If you're trotting them out in October you're about five years too late if
you're aiming at the top spot on Google. You need those pages to gather
authority; part of that is from longevity, partly from past inlinks you've
gathered, your linkbait for halloween last year ..... Reuse a page created for
"Halloween 2009" from several years ago - which pages looks most
authoritative, the one created in Oct 2009 about the subject along with 2
Million others or the one that is 5 years old and has established inlinks
perhaps from .edu sites, perhaps one hop from pages with millions of
"halloween" inlinks. Oh but your competitor has "halloween2009.com", oh well.

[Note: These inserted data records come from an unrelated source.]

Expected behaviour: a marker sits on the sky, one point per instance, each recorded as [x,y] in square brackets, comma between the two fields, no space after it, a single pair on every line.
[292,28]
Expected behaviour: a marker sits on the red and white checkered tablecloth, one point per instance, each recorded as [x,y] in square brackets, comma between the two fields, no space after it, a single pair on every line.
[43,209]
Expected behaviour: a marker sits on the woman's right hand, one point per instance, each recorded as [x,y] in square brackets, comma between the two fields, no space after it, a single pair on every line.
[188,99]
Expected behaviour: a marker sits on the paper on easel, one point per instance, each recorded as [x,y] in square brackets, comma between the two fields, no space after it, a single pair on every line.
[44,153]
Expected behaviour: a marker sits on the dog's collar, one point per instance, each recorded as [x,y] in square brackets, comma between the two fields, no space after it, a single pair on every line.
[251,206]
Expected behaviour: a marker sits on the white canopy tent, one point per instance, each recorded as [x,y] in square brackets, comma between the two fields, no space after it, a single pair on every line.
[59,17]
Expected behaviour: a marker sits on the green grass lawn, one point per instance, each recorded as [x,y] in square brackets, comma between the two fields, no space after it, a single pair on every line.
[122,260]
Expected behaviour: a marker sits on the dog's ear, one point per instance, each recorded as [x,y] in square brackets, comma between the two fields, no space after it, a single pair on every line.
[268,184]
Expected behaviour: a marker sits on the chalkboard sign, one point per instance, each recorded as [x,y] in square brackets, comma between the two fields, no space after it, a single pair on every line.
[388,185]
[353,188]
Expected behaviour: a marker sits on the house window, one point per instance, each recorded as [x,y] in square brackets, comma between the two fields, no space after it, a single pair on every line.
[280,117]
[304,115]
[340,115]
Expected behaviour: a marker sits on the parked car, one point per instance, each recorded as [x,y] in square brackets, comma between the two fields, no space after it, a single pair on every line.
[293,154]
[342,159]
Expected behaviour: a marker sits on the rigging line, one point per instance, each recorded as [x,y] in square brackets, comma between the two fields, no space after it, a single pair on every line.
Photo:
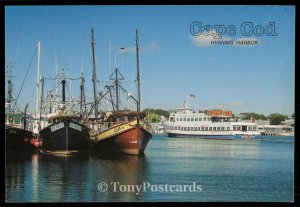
[24,78]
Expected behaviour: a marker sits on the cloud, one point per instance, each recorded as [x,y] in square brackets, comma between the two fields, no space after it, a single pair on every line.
[153,45]
[205,40]
[127,50]
[246,42]
[150,46]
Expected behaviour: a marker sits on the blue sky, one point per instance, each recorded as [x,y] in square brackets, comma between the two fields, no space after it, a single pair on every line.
[173,62]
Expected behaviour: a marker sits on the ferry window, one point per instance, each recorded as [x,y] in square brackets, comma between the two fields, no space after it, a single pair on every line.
[130,118]
[121,118]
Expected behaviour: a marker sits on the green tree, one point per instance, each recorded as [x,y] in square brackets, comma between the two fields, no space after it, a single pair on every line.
[248,115]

A/B testing is easier than knowing what to test especially if you need to keep
ahead of competitors _and_ ontrack with the changes to the search, discovery
and marketing environment online.

I don't find the answers to questions like "how much should I spend on getting
a higher listing, I'm top 10 now, what's the ROI", "how can I get my
competitors indented SERPs links removed", "how can I get a second top 10
listing", "does PR scuplting work", "should I tweet to improve my blog's
visibility, what sales return will I expect", "how can I optimise my landing
page", "will a shallower link structure increase CTR, revenue?", "will that
outlink hurt me? help?", "what's the most important ranking factor?" etc. that
obvious.

I must be a klutz.

Oh and do you think years of experience as a tailor will help one make good
suits? Every customer is a different size ...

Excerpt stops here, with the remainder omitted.